Revel Reveals All to Stereophile Scribes

Three-dimensional modeling, 4-pi anechoic chambers, and laser inteferometry were but a few of the industrial marvels revealed in early March to a group of Stereophile and Stereophile Guide to Home Theater scribes. The group convened Tuesday, March 7, at Revel headquarters in the massive Harman International complex in Northridge, California, for an inside view of the company's research, development, and manufacturing operations, organized and led by Madrigal president Mark Glazier. Madrigal is Harman's Middletown, Connecticut-based high-end operation, with the Proceed, Mark Levinson, and Revel lines under its jurisdiction.

Whether Revel has fulfilled Dr. Sydney Harman's mandate "to build the world's best loudspeakers" is open to debate, but there is no doubt that the startup has leveraged Harman's tremendous resources to great advantage.

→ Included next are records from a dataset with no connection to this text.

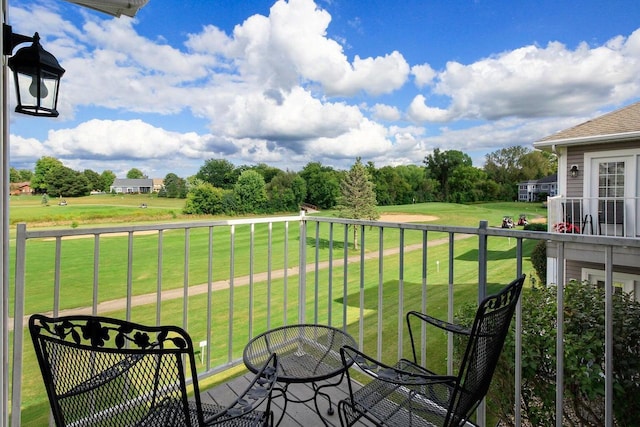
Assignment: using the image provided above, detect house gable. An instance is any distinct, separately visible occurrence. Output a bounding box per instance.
[534,101,640,148]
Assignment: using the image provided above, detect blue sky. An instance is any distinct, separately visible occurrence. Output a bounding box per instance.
[8,0,640,179]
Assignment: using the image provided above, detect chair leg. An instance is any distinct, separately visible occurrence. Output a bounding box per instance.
[338,400,351,427]
[338,399,365,427]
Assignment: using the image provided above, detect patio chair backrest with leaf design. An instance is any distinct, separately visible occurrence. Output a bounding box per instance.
[339,274,525,427]
[29,314,278,427]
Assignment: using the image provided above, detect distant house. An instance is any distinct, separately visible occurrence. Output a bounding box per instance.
[517,174,557,202]
[110,178,153,194]
[9,182,33,196]
[152,178,164,192]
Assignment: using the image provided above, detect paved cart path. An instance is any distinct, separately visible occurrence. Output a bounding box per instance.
[12,233,474,330]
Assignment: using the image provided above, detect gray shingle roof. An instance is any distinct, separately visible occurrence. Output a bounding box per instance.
[536,101,640,143]
[111,178,153,187]
[536,174,557,184]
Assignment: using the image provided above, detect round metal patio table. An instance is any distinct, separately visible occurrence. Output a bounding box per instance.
[243,324,356,427]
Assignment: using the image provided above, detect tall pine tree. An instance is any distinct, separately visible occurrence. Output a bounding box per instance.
[336,158,379,249]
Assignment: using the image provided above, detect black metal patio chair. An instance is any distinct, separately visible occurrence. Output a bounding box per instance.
[339,275,525,427]
[29,314,278,427]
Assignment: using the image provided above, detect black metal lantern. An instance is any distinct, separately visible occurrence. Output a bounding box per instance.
[4,25,65,117]
[570,164,579,178]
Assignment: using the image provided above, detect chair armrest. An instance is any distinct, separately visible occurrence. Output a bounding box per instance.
[407,310,471,336]
[60,353,146,398]
[203,353,278,425]
[407,310,472,366]
[340,345,455,386]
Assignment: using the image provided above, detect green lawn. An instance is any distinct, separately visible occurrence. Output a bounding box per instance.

The company's loudspeakers have been very well received by reviewers and music lovers alike. At Revel, every aspect of speaker design is examined in the most minute and meticulous manner. Led by former Snell Acoustics designer Kevin Voecks, who is in charge of product R&D for Revel, and Revel's head of engineering Domenic Buonincontri, the Revel team records and quantifies everything that contributes to a speaker's performance—from panel resonances and complex cone motions to driver-enclosure interaction and crossover topology.

All the company's completed designs—from the $2000/pair Performa M-20 stand-mounted two-way speakers to the top-of-the-line Ultima Salon—are also evaluated in blind listening tests by Harman employees who are first tested for normal hearing and then trained to recognize typical response anomalies. Sean Olive, Harman's manager of subjective evaluation—the only such position in the industry, as far as he knows—uses programs developed in conjunction with audio pioneer and Harman VP Dr. Floyd Toole to teach his students how to recognize both broadband ("low Q") and narrowband ("high Q") peaks and dips in the playback frequency spectrum. In effect, Olive turns naïve listeners into trained listeners to ensure that he has experts on hand whenever needed for comparative rating of products not only from Revel, but from Harman's JBL and Infinity lines, as well as products from other companies.

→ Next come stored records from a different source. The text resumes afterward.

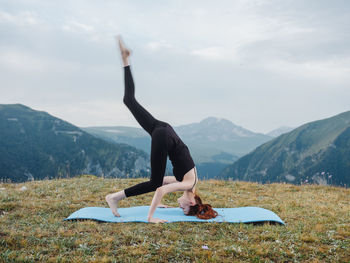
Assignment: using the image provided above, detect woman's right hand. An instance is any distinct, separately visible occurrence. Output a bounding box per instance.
[148,217,169,224]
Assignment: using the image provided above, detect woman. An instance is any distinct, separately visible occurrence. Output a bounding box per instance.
[106,35,218,223]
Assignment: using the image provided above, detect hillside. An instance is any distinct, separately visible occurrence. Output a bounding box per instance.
[0,176,349,262]
[221,111,350,187]
[0,104,150,183]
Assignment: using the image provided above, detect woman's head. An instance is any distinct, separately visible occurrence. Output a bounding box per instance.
[177,190,218,219]
[177,190,196,214]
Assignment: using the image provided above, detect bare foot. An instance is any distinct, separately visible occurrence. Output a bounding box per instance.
[116,35,132,59]
[105,194,121,217]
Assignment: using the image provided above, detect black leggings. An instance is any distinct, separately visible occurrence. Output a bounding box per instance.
[123,65,168,197]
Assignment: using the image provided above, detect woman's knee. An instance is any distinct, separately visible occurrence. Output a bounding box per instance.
[150,179,163,189]
[123,95,134,107]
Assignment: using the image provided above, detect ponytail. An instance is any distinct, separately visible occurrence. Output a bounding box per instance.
[187,193,218,220]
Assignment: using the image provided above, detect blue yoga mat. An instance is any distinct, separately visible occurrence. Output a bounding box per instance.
[64,206,284,225]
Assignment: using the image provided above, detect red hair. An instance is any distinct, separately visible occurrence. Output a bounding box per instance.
[186,192,218,219]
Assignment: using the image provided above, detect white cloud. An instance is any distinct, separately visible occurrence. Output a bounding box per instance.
[0,48,46,72]
[61,20,108,43]
[191,47,224,60]
[264,57,350,84]
[0,48,81,73]
[190,46,239,61]
[146,40,174,50]
[62,20,94,33]
[0,9,44,27]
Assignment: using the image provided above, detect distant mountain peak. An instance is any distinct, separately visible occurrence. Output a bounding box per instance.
[267,126,294,137]
[200,116,232,125]
[197,116,257,137]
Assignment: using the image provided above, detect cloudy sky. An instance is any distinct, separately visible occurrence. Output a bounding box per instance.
[1,0,349,134]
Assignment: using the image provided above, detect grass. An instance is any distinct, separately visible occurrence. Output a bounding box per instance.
[0,175,349,262]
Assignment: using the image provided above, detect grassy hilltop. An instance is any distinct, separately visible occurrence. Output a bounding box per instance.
[1,176,349,262]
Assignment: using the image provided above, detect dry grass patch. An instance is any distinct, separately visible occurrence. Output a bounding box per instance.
[1,176,349,262]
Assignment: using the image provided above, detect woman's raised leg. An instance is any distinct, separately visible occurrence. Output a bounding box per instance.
[123,65,158,136]
[118,35,159,136]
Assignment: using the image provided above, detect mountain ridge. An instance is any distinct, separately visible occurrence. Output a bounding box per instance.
[0,104,150,182]
[220,110,350,187]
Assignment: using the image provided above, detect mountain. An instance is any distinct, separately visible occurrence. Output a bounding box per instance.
[82,117,272,178]
[174,117,272,157]
[0,104,150,183]
[267,126,294,137]
[220,111,350,187]
[83,117,272,161]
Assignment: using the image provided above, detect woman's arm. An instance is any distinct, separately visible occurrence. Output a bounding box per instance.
[147,181,193,223]
[156,176,178,208]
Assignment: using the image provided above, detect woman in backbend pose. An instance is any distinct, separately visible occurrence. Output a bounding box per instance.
[106,35,218,223]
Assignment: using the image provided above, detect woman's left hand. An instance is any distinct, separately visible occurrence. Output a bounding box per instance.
[148,217,169,224]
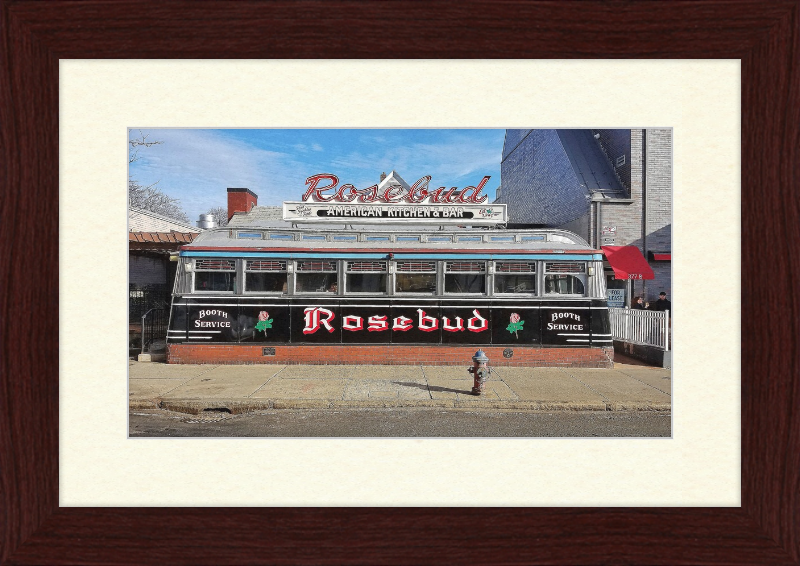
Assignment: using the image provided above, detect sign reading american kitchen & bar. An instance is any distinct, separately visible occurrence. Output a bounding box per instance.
[283,173,508,225]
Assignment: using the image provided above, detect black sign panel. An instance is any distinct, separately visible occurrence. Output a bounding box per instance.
[491,305,541,346]
[238,303,291,343]
[171,298,607,347]
[541,308,591,346]
[440,302,492,345]
[339,306,392,344]
[187,301,239,343]
[290,304,342,344]
[390,303,442,344]
[316,209,476,220]
[167,301,188,342]
[590,305,613,347]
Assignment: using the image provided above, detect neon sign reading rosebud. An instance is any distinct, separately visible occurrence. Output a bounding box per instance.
[302,173,490,205]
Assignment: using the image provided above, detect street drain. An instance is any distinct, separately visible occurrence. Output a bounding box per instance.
[180,409,236,423]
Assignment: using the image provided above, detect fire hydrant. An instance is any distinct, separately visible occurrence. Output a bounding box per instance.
[468,349,492,395]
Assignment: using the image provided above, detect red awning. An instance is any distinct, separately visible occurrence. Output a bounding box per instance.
[601,246,655,280]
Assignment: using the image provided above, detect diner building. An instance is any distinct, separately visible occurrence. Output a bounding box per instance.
[165,175,616,367]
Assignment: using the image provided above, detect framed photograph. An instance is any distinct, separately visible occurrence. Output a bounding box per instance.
[2,1,797,564]
[126,126,673,439]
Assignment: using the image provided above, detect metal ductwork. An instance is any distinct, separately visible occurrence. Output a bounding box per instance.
[196,214,218,230]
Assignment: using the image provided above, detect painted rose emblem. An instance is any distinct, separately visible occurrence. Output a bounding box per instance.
[507,313,524,338]
[255,311,273,332]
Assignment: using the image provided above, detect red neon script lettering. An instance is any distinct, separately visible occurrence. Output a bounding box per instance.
[302,174,339,202]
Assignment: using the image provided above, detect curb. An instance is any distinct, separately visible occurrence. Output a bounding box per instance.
[141,398,671,415]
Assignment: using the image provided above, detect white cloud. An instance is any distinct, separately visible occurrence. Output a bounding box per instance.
[129,130,317,219]
[331,133,501,189]
[128,129,503,221]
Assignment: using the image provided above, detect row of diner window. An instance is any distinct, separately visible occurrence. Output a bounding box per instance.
[190,259,587,296]
[233,231,566,244]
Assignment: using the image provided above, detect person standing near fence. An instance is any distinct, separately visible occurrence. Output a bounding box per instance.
[651,291,671,312]
[632,296,645,310]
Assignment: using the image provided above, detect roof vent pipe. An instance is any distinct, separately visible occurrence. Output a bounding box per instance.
[197,214,218,230]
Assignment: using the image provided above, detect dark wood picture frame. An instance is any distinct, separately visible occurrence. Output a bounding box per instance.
[2,1,798,564]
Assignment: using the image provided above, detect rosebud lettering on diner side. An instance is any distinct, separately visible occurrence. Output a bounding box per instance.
[466,310,489,332]
[442,316,464,332]
[300,308,490,335]
[367,315,389,332]
[302,173,490,205]
[342,315,364,331]
[303,307,336,334]
[392,316,414,332]
[417,309,439,332]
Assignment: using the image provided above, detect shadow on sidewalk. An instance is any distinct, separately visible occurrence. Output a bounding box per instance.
[393,381,469,395]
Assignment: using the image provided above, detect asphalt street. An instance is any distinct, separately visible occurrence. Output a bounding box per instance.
[129,408,671,438]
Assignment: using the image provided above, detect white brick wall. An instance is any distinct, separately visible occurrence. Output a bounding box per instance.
[644,128,672,300]
[595,129,672,302]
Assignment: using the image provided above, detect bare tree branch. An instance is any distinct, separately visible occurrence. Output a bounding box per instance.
[129,129,163,163]
[128,132,190,224]
[129,178,190,223]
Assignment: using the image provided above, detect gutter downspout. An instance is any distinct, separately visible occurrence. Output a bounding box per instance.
[642,129,648,301]
[591,192,603,249]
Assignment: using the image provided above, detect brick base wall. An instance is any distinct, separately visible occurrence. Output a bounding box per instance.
[167,344,614,368]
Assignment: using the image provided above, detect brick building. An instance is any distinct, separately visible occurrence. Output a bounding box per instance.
[495,129,672,307]
[128,207,201,294]
[129,207,201,351]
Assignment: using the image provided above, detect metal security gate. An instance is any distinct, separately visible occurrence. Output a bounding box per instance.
[141,308,168,354]
[609,308,670,350]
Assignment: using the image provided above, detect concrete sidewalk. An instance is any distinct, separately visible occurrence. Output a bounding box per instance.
[129,360,671,414]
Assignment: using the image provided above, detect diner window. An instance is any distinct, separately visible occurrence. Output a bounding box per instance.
[194,259,236,292]
[395,261,436,294]
[445,261,485,294]
[494,262,536,294]
[346,261,387,293]
[295,260,338,293]
[245,260,287,293]
[544,262,586,295]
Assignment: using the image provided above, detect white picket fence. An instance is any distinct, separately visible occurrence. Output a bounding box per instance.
[609,308,670,351]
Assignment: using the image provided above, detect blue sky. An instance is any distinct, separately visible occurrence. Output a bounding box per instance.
[128,129,506,222]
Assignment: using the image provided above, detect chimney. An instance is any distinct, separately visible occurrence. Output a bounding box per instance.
[380,172,387,182]
[227,188,258,221]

With the exception of its Ultima-series tweeters, which are sourced from one of Denmark's most prestigious driver manufacturers, all Revel drivers are developed and manufactured in-house to some of the most stringent specifications in the industry. Woofer and midrange drivers feature high-compliance surrounds and spiders and parabolic aluminum, magnesium, or titanium cones for what the Revel team calls "pistonic," or uniform, ultra-low distortion motion throughout their frequency ranges. Even very-high-quality drivers of a type popular among high-end loudspeakers suffer from breakup modes, as we could see on a computer simulation developed by laser inteferometry measurements of cone motion. Stereophile editor and speaker-measurement guru John Atkinson was clearly covetous of some of Revel's research tools, which include several large anechoic chambers equipped with automated turntables and sweep generators for plotting speakers' on- and off-axis responses in the horizontal and vertical planes. Much of what Atkinson does by hand for a typical Stereophile loudspeaker review can be done automatically at Revel.

Even more impressive was a $500,000 computer-driven 3D modeler (in effect, a three-dimesional computer printer) that can turn a CAD drawing into a real prototype by laying down 1-mil thicknesses of plastic one layer at a time. We were shown woofer baskets, remote controls, and loudspeaker ports—all of which came out of the machine, whose potential appears to be limited only by the imagination of the person programming it.

Buonincontri told the assembled skeptics that his midrange drivers must have a frequency response within 1dB of the reference to pass quality control. Tweeter-midrange crossover networks are hand-trimmed by skilled technicians, who record every frequency response of every Revel driver against the engineering-standard devices that are kept under lock and key. The standards are measured daily to make sure production models do not deviate due to changes in temperature or humidity. The 1dB window makes the process of matching crossover to drivers time-consuming even for an experienced technician, sometimes taking 30 minutes or more per tweeter-midrange subassembly.

Revel doesn't supply dealers with generic replacement parts, due to the strict performance requirements. The company keeps both electronic and paper records of the parts used in every product, which customer-service people can refer to for supplying parts to customers. A blown tweeter, for example, can be shipped from Northridge only after techs have researched the original. The program ensures that no Revel product will suffer diminished performance because of a repair.

Dozens of skilled cabinetmakers, painters, finishers, and assemblers make sure that every item they complete not only gleams, but sounds perfect. Multiple coats of the hard automotive finishes used on Ultima-series speakers are baked and hand-sanded between every application in extremely clean surroundings. Revel craftsmen can produce six to eight pairs of the upper-tier models per day, Glazier told us. That seems a lot, given the labor-intensive nature of speaker building. Even so, the pace on the production line looked more relaxed than manic. We got the impression that everyone at Revel—from the marketing executives and engineering staff to the production workers—takes enormous pride in the company's products.